Question

(a) write an approximate equation of the line of best fit. round the coefficients to the nearest hundredth.
( y = square )
(b) using your equation from part (a), predict the time spent exercising for a student who spends 5 hours texting. round your prediction to the nearest hundredth.
( square ) hours

Explanation:

To solve this problem, we need the data points (texting hours, exercising hours) to determine the line of best fit. Since the data is not provided, we'll assume a common scenario (e.g., negative correlation between texting and exercising). Let's assume sample data for demonstration:

Part (a)

Suppose we have data points: (1, 5), (2, 4.5), (3, 4), (4, 3.5), (5, 3).

Step 1: Calculate the slope (\(m\))

The formula for slope is \(m = \frac{n\sum xy - \sum x \sum y}{n\sum x^2 - (\sum x)^2}\).
For \(n = 5\):
\(\sum x = 1 + 2 + 3 + 4 + 5 = 15\)
\(\sum y = 5 + 4.5 + 4 + 3.5 + 3 = 20\)
\(\sum xy = (1)(5) + (2)(4.5) + (3)(4) + (4)(3.5) + (5)(3) = 5 + 9 + 12 + 14 + 15 = 55\)
\(\sum x^2 = 1^2 + 2^2 + 3^2 + 4^2 + 5^2 = 1 + 4 + 9 + 16 + 25 = 55\)

Substitute into slope formula:
\(m = \frac{5(55) - (15)(20)}{5(55) - (15)^2} = \frac{275 - 300}{275 - 225} = \frac{-25}{50} = -0.50\)

Step 2: Calculate the y-intercept (\(b\))

Using \(b = \frac{\sum y - m\sum x}{n}\):
\(b = \frac{20 - (-0.50)(15)}{5} = \frac{20 + 7.5}{5} = \frac{27.5}{5} = 5.50\)

Thus, the line of best fit is \(y = -0.50x + 5.50\).

Part (b)

Step 1: Substitute \(x = 5\) into the equation

\(y = -0.50(5) + 5.50\)

Step 2: Calculate \(y\)

\(y = -2.50 + 5.50 = 3.00\)

Final Answers

(a) \(y = -0.50x + 5.50\) (depends on actual data; this is a sample)
(b) \(3.00\) hours (depends on part (a)’s equation)

Note: If you provide the actual data points, we can compute the exact line of best fit and prediction.

Answer:

To solve this problem, we need the data points (texting hours, exercising hours) to determine the line of best fit. Since the data is not provided, we'll assume a common scenario (e.g., negative correlation between texting and exercising). Let's assume sample data for demonstration:

Part (a)

Suppose we have data points: (1, 5), (2, 4.5), (3, 4), (4, 3.5), (5, 3).

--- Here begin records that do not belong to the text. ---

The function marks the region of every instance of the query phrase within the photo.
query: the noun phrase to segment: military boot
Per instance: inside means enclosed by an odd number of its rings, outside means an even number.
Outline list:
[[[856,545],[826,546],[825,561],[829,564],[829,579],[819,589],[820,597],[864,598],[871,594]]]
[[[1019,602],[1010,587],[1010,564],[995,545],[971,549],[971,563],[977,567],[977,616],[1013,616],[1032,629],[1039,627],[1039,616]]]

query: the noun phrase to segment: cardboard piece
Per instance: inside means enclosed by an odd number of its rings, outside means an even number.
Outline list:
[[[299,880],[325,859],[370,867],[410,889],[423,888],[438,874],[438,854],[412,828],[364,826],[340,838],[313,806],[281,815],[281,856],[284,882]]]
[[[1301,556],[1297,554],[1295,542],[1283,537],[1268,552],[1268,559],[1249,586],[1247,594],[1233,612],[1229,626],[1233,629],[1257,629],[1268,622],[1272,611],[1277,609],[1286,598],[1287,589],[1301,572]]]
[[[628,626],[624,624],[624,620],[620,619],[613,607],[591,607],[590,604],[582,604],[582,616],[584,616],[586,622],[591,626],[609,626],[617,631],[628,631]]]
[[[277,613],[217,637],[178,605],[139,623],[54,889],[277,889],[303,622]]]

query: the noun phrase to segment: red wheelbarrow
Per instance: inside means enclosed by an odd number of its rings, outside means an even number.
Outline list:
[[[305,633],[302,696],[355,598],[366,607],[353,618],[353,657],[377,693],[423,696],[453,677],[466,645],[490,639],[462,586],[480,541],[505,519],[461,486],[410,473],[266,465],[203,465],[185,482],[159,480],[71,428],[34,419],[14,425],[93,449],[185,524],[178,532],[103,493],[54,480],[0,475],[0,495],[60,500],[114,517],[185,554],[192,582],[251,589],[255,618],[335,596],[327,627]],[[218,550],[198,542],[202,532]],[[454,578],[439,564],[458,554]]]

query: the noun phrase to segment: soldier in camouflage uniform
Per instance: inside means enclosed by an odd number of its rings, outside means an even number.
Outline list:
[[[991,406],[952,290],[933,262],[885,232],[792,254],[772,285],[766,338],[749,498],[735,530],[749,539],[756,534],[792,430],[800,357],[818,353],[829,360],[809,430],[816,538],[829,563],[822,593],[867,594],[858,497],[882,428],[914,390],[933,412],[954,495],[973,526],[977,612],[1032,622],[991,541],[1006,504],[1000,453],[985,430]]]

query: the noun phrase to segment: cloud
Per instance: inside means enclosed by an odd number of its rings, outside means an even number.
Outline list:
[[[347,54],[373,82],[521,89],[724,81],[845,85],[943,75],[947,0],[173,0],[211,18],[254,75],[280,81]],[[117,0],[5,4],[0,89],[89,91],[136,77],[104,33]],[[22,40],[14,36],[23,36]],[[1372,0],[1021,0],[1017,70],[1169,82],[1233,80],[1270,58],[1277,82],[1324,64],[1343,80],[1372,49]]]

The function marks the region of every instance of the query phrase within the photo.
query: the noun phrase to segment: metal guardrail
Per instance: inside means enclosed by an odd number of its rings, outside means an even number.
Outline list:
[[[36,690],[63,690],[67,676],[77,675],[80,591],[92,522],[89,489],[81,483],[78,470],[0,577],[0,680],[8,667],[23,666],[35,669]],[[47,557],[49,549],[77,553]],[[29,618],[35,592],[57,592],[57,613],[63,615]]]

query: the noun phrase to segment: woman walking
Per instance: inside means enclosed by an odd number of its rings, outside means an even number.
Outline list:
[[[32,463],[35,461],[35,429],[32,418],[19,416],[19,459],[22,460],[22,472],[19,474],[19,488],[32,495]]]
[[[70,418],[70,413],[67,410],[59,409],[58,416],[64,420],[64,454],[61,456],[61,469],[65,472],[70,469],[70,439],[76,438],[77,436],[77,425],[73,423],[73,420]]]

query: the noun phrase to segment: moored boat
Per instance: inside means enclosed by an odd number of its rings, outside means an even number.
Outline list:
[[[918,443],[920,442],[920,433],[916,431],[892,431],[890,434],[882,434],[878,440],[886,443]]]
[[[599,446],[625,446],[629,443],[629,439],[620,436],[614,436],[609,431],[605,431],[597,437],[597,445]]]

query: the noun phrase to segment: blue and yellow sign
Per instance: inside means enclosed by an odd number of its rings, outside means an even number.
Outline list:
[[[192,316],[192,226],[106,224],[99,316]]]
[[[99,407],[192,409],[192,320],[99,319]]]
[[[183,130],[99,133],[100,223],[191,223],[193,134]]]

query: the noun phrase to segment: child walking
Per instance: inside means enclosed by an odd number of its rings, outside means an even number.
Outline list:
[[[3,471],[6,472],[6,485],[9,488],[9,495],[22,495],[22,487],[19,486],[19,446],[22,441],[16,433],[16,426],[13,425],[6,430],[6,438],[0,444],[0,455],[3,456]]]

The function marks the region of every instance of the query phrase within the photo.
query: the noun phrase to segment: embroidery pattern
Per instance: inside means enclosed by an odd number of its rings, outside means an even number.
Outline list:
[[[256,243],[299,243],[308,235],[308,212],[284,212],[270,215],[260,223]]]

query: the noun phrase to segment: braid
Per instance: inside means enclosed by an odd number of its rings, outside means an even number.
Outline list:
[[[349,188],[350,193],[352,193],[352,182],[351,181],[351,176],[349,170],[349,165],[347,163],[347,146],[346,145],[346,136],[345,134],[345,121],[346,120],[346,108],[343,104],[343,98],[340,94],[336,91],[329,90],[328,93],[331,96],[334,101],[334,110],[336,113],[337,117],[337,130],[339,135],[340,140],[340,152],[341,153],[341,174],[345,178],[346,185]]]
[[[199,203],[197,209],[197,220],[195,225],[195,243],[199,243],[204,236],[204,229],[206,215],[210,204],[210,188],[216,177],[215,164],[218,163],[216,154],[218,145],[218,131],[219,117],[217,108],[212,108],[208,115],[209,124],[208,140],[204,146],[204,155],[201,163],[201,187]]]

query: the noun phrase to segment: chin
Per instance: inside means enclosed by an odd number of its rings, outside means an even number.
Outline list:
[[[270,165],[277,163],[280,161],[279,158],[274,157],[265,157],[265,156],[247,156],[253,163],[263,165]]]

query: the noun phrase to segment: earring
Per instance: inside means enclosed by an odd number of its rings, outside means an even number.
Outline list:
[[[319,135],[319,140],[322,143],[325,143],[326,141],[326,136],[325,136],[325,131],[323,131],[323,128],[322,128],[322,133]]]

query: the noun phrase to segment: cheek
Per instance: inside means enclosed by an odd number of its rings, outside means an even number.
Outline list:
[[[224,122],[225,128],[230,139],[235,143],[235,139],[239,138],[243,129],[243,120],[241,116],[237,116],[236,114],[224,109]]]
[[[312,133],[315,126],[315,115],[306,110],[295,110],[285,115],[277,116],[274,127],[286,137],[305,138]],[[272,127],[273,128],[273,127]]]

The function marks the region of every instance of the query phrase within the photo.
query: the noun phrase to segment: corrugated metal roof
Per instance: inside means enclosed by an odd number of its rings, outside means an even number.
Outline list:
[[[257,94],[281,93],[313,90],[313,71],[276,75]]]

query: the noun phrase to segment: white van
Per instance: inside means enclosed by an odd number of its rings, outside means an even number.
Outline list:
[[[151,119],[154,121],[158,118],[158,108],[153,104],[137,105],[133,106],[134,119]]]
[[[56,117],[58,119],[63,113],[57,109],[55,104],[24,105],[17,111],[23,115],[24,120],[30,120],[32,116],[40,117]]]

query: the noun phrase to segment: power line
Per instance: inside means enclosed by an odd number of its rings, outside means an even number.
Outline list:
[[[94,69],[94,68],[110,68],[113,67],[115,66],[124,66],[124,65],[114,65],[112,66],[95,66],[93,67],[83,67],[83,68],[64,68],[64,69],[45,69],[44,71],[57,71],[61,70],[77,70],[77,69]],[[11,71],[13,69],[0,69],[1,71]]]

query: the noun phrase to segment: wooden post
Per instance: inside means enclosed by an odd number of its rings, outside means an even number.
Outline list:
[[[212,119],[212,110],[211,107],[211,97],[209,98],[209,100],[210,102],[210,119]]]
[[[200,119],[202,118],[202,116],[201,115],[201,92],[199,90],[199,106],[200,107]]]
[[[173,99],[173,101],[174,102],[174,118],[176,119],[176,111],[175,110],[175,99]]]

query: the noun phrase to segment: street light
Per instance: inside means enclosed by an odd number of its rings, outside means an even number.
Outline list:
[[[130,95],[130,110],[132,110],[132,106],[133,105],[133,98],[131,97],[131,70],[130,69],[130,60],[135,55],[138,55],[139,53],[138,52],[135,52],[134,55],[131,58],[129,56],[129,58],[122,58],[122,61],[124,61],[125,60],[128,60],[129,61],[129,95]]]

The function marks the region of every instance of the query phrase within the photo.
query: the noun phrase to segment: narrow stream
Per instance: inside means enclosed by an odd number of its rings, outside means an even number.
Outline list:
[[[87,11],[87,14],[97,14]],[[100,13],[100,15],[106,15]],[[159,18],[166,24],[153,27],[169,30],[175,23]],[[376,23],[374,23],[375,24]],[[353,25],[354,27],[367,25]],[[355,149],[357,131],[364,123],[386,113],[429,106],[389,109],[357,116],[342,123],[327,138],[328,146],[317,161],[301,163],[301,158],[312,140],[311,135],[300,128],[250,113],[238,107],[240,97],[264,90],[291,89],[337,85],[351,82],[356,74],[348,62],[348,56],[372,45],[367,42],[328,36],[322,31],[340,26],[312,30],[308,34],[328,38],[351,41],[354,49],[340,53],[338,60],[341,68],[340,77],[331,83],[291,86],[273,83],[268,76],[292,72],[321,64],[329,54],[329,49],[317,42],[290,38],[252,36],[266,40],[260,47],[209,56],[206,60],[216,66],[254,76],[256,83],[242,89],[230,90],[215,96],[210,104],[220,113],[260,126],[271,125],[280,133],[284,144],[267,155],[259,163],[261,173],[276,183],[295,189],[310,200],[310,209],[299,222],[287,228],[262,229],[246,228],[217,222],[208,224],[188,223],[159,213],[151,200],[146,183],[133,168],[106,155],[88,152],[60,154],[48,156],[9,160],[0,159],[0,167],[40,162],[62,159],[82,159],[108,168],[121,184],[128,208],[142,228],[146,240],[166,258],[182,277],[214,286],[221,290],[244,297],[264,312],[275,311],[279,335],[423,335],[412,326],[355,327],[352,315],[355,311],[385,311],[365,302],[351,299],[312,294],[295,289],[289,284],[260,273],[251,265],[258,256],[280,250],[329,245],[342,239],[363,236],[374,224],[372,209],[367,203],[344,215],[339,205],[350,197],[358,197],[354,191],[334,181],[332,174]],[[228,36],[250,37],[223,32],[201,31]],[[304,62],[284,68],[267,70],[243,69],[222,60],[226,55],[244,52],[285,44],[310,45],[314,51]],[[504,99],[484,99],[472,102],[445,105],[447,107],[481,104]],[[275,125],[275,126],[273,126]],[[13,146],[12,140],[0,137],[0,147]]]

Step 1: Calculate the slope (\(m\))

The formula for slope is \(m = \frac{n\sum xy - \sum x \sum y}{n\sum x^2 - (\sum x)^2}\).
For \(n = 5\):
\(\sum x = 1 + 2 + 3 + 4 + 5 = 15\)
\(\sum y = 5 + 4.5 + 4 + 3.5 + 3 = 20\)
\(\sum xy = (1)(5) + (2)(4.5) + (3)(4) + (4)(3.5) + (5)(3) = 5 + 9 + 12 + 14 + 15 = 55\)
\(\sum x^2 = 1^2 + 2^2 + 3^2 + 4^2 + 5^2 = 1 + 4 + 9 + 16 + 25 = 55\)

Substitute into slope formula:
\(m = \frac{5(55) - (15)(20)}{5(55) - (15)^2} = \frac{275 - 300}{275 - 225} = \frac{-25}{50} = -0.50\)

Step 2: Calculate the y-intercept (\(b\))

Using \(b = \frac{\sum y - m\sum x}{n}\):
\(b = \frac{20 - (-0.50)(15)}{5} = \frac{20 + 7.5}{5} = \frac{27.5}{5} = 5.50\)

Thus, the line of best fit is \(y = -0.50x + 5.50\).

Part (b)

Step 1: Substitute \(x = 5\) into the equation

\(y = -0.50(5) + 5.50\)

Step 2: Calculate \(y\)

\(y = -2.50 + 5.50 = 3.00\)

Final Answers

(a) \(y = -0.50x + 5.50\) (depends on actual data; this is a sample)
(b) \(3.00\) hours (depends on part (a)’s equation)

Note: If you provide the actual data points, we can compute the exact line of best fit and prediction.